„Dass sie eins seien“

„Aber ich bitte nicht nur für diese hier, sondern auch für alle, die durch ihr Wort an mich glauben. Alle sollen eins sein: Wie du, Vater, in mir bist und ich in dir bin, sollen auch sie in uns sein, damit die Welt glaubt, dass du mich gesandt hast. Und ich habe ihnen die Herrlichkeit gegeben, die du mir gegeben hast; denn sie sollen eins sein, wie wir eins sind, ich in ihnen und du in mir. So sollen sie vollendet sein in der Einheit, damit die Welt erkennt, dass du mich gesandt hast und die Meinen ebenso geliebt hast wie mich.“ (Joh 17,20-23)

 

Liebe Schwestern, liebe Brüder,

was bedeutet für Sie die Einheit der Kirche? Meint sie, dass Ihre Banknachbarin und Banknachbar gleich wie Sie denken und fühlen, und die gleichen Frömmigkeitsformen praktizieren? Beschränkt sich die Einheit nur auf das gemeinsame Beten oder geht sie auch darüber hinaus? Würden Sie mit diesen Menschen, denen sie im Gottesdienst begegnen, auch privat einmal was unternehmen wollen, oder reicht es Ihnen, wenn Sie sie Sonntag für Sonntag sehen und höflich den Friedensgruß austauschen?
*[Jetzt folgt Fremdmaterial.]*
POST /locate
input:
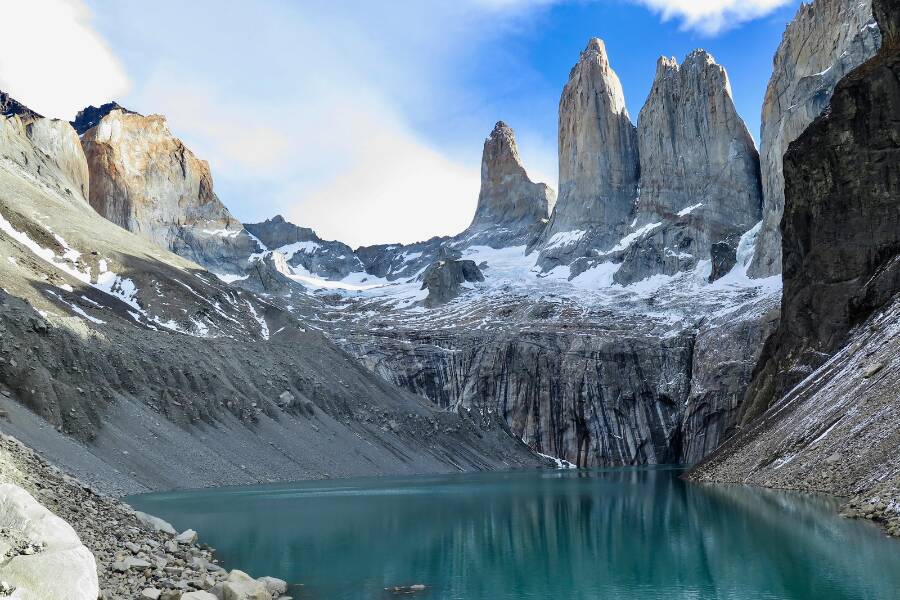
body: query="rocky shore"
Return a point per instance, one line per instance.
(137, 556)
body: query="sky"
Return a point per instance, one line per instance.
(365, 119)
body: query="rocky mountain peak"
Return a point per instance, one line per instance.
(90, 117)
(826, 40)
(9, 106)
(598, 161)
(508, 198)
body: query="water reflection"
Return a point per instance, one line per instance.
(593, 534)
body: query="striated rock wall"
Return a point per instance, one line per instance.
(825, 41)
(511, 208)
(598, 161)
(146, 181)
(699, 170)
(829, 379)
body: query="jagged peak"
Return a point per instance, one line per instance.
(91, 116)
(9, 106)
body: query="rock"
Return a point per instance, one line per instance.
(700, 181)
(198, 595)
(154, 523)
(301, 247)
(598, 163)
(511, 208)
(841, 224)
(147, 181)
(825, 41)
(63, 569)
(188, 536)
(276, 587)
(445, 279)
(240, 586)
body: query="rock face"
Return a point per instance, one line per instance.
(824, 42)
(445, 278)
(146, 181)
(598, 162)
(832, 370)
(841, 225)
(511, 208)
(43, 559)
(699, 170)
(301, 247)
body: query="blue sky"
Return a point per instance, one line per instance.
(365, 119)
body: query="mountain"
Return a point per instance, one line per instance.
(136, 369)
(825, 41)
(598, 163)
(145, 180)
(828, 379)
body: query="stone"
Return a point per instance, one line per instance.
(147, 181)
(511, 208)
(276, 587)
(598, 163)
(825, 40)
(445, 279)
(700, 183)
(188, 536)
(64, 569)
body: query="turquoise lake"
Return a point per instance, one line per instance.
(620, 533)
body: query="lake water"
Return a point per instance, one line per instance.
(623, 534)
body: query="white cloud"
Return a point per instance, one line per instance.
(713, 16)
(53, 61)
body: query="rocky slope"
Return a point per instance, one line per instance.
(511, 208)
(825, 41)
(832, 369)
(145, 180)
(136, 369)
(699, 171)
(598, 163)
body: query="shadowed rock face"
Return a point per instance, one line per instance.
(510, 206)
(841, 224)
(598, 160)
(699, 170)
(147, 181)
(445, 278)
(825, 41)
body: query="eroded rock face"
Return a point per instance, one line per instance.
(841, 225)
(301, 247)
(145, 180)
(445, 279)
(825, 41)
(43, 559)
(699, 170)
(598, 162)
(511, 208)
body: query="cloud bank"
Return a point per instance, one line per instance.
(54, 62)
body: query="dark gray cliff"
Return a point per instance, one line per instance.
(841, 224)
(831, 373)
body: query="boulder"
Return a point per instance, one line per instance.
(58, 567)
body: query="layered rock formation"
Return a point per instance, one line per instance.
(699, 171)
(835, 428)
(841, 224)
(825, 41)
(598, 162)
(145, 180)
(511, 208)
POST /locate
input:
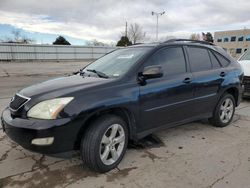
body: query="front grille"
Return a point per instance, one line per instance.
(18, 101)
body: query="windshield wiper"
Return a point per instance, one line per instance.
(99, 73)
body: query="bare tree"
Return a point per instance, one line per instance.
(17, 38)
(195, 36)
(136, 33)
(95, 42)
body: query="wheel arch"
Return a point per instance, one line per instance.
(122, 112)
(234, 91)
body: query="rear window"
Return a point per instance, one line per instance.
(223, 61)
(199, 59)
(216, 64)
(246, 56)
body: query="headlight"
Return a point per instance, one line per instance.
(49, 109)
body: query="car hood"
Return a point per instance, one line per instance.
(246, 67)
(65, 85)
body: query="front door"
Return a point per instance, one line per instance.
(166, 100)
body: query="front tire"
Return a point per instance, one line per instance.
(104, 143)
(224, 111)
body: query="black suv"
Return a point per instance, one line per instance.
(125, 95)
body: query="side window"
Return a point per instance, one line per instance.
(223, 61)
(215, 62)
(171, 60)
(199, 59)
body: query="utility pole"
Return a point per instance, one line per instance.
(126, 30)
(157, 17)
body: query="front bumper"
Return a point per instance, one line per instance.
(23, 131)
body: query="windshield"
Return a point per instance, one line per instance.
(116, 63)
(246, 56)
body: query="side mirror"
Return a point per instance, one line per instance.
(151, 72)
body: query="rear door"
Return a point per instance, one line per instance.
(208, 77)
(166, 100)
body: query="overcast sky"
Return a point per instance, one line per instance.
(104, 20)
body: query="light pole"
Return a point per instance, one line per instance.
(157, 16)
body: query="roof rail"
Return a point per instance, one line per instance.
(189, 40)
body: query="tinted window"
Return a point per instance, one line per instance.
(215, 62)
(233, 39)
(171, 60)
(223, 61)
(241, 38)
(238, 51)
(199, 59)
(246, 56)
(226, 39)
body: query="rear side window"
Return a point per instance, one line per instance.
(199, 59)
(214, 60)
(171, 60)
(223, 61)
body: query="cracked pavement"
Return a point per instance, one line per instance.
(192, 155)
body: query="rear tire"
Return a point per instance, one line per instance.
(224, 111)
(104, 143)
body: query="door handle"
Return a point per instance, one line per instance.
(222, 74)
(187, 80)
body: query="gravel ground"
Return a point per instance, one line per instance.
(192, 155)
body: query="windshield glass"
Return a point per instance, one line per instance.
(246, 56)
(117, 63)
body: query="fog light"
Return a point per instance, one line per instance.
(43, 141)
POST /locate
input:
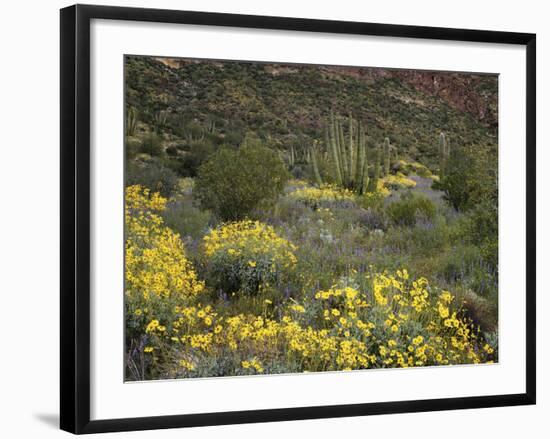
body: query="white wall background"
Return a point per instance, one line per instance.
(29, 186)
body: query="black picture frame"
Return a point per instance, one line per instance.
(75, 217)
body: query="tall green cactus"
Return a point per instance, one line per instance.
(376, 176)
(349, 154)
(444, 153)
(159, 119)
(387, 156)
(131, 121)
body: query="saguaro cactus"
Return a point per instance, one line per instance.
(387, 156)
(131, 121)
(159, 119)
(349, 155)
(376, 174)
(444, 153)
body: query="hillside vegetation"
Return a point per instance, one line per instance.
(288, 218)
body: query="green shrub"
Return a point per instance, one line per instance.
(409, 208)
(247, 256)
(152, 175)
(187, 220)
(234, 183)
(151, 144)
(470, 177)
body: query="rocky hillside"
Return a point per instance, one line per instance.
(290, 104)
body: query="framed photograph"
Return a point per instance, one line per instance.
(268, 218)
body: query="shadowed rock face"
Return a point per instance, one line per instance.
(476, 94)
(473, 93)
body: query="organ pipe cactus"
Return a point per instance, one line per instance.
(348, 152)
(444, 153)
(387, 156)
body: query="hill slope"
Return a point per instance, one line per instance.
(290, 104)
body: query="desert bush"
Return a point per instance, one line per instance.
(394, 322)
(243, 256)
(153, 175)
(470, 177)
(198, 151)
(151, 143)
(235, 183)
(158, 275)
(409, 208)
(325, 196)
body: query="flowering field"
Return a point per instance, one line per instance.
(264, 258)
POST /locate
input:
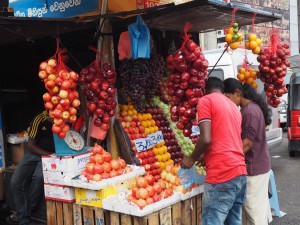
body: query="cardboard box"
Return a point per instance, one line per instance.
(59, 193)
(65, 163)
(18, 151)
(91, 197)
(59, 178)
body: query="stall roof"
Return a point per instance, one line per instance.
(204, 15)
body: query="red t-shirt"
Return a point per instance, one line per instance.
(224, 159)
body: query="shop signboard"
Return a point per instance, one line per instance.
(143, 4)
(52, 8)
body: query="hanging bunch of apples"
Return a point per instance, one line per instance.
(99, 92)
(146, 191)
(233, 36)
(272, 70)
(188, 68)
(248, 75)
(253, 43)
(62, 97)
(102, 166)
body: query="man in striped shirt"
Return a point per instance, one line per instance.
(27, 182)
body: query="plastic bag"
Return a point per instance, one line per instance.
(189, 176)
(139, 39)
(124, 47)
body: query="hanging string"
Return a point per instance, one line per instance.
(186, 36)
(233, 16)
(253, 20)
(274, 40)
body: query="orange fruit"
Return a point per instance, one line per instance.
(240, 36)
(258, 42)
(151, 130)
(253, 75)
(145, 117)
(230, 30)
(252, 37)
(241, 77)
(159, 158)
(234, 45)
(148, 123)
(130, 113)
(252, 44)
(140, 117)
(250, 80)
(152, 122)
(247, 75)
(162, 165)
(247, 45)
(144, 124)
(228, 38)
(242, 70)
(149, 116)
(256, 50)
(124, 107)
(254, 84)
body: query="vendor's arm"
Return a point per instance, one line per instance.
(34, 134)
(34, 148)
(250, 126)
(204, 141)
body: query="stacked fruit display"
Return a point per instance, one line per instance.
(140, 79)
(149, 161)
(62, 97)
(99, 92)
(146, 191)
(102, 166)
(184, 142)
(272, 70)
(233, 36)
(248, 75)
(171, 143)
(253, 43)
(188, 68)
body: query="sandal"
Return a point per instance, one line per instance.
(12, 219)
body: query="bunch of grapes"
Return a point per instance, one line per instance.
(140, 79)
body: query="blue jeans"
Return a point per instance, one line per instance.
(222, 203)
(27, 186)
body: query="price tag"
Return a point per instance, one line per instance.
(195, 131)
(143, 144)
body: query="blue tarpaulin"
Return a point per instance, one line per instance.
(140, 39)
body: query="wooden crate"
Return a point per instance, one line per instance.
(186, 212)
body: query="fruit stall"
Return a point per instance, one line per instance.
(123, 123)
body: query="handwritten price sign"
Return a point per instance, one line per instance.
(143, 144)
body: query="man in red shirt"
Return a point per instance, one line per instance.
(221, 146)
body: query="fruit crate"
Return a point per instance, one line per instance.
(188, 212)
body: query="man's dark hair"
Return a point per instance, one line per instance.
(214, 83)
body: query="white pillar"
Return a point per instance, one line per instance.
(294, 31)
Das heutige Evangelium verlangt von uns, dass wir über die Einheit nachdenken. Christus betet, dass seine Kirche eins wird nach dem Vorbild des dreieinigen Gottes. Er träumt davon, dass die Einheit unter seinen Jüngern ein Erkennungszeichen für seine Sendung und für unsere Auserwählung wird. So sind wir heute herausgefordert, uns zu fragen: Was ist die Einheit und wie ist sie zu verstehen?

Die Einheit im Glauben ist etwas anderes als die Einheit in vielen gesellschaftlichen oder wirtschaftlichen Systemen. Dort wird sie oft als eine Parteiverordnung verstanden, um die Einstimmigkeit zu erreichen; oder als Unterwerfung unter die speziellen Rechte eines Erstgeborenen, Auserwählten und finanziell Erfolgreichen; oder auch als freiwillige Annahme des Diktats der Medien und der öffentlichen Meinung. Einheit als ein Gefühl einer Masse, die entweder einer Mode oder der Befriedigung von vorgegebenen Bedürfnissen nachläuft.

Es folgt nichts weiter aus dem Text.